While the 2005 Incentive Plan possesses an antidilution provision, equitable adjustments thereunder
are discretionary. We believe amending the 2005 Incentive Plan to make the antidilution provision
mandatory, we will avoid potential compensation costs we may incur under the modification accounting
guidance of FAS 123R in the event of certain changes affecting us or our capital structure. We are not
presently contemplating a reorganization, recapitalization, merger, spin-off, stock split or other change
relating to us or our capital structure that would trigger antidilution adjustments.
• Allow participants one year from the date of their termination of service to exercise all vested NQSOs
and SARs. Currently, a participant may exercise his or her vested NQSOs and SARs for (i) one year
after termination of service if he or she terminates service because of death or disability and (ii) 90
days after termination of service if he or she terminates service for any other reason (in each case,
subject to the expiration date of the Award). The proposed amendments will allow a participant, under
all circumstances, one year after the date of his or her termination of service to exercise all vested
NQSOs and SARs (in each case, subject to the expiration date of the Award). We believe this change is
necessary to provide equity awards that are competitive with those companies with whom we compete
for talent.
• Change the way we administer Awards. The proposed amendments will modify the way in which we
administer the settlement of Awards, the payment of stock option exercise prices, and the satisfaction of
tax withholding obligations after the exercise or vesting of Awards. We believe these modifications are
necessary to allow us to more efficiently administer the 2005 Incentive Plan.

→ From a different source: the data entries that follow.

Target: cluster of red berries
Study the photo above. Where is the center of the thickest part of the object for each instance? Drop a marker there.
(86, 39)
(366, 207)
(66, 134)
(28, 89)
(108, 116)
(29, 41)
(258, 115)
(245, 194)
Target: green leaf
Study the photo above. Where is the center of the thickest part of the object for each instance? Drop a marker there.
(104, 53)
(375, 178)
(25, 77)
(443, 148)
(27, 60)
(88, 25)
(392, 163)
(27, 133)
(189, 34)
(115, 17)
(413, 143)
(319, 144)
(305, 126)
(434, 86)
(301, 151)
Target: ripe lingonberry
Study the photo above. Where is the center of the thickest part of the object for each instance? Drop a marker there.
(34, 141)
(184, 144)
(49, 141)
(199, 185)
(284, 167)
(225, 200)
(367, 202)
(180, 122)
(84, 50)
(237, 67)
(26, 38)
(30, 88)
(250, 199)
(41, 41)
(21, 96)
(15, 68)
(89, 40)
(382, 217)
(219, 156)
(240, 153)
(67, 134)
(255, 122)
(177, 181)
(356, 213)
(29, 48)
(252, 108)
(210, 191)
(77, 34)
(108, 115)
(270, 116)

• Update and clarify certain performance criteria and adjustment categories and add a new adjustment
category. The proposed amendments to Article X (Performance-Based Awards) of the 2005 Incentive
Plan principally consist of (i) updates to reflect current authoritative literature referenced in, and to
further clarify, the performance criteria and adjustment categories, and (ii) the inclusion of a new
adjustment category to account for the tax effect of any tax laws or regulations, or amendments
thereto, that become effective after the beginning of the applicable period during which the Committee
measures whether or not Awards intended to qualify as “performance based compensation” under
Section 162(m) are earned (“Performance Period”). We believe the updates and clarifications facilitate
a better understanding of the plans terms by participants, shareholders, administrators and us. We
believe the addition of the new adjustment category is appropriate to account for changes in tax laws or
regulations that are not effective, and therefore not included in the performance measures established by
the Committee, at the beginning of the Performance Period.

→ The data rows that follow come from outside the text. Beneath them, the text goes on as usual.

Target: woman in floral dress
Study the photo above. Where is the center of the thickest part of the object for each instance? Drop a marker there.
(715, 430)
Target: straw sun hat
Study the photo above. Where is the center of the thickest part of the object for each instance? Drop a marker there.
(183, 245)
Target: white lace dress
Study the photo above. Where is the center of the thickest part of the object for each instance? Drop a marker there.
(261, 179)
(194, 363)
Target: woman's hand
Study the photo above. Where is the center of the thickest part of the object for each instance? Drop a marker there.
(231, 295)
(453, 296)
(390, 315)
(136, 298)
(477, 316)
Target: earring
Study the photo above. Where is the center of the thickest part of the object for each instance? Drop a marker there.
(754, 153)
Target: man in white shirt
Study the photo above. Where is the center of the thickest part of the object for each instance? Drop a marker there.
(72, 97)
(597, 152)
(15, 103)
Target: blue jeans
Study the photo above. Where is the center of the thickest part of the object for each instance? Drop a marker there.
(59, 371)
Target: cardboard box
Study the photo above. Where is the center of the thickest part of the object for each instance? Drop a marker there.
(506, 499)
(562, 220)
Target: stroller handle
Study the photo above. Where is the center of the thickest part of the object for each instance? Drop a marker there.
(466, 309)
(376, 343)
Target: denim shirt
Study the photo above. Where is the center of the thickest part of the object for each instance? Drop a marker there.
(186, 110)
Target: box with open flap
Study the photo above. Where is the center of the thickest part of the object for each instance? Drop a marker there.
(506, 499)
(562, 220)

The proposed amendments to the 2005 Incentive Plan will become effective if and when approved by our
shareholders at the Annual Meeting. In the event that our shareholders do not approve the proposed amendments to
the 2005 Incentive Plan, Awards previously granted by us under the 2005 Incentive Plan will remain valid and the
2005 Incentive Plan will remain in effect.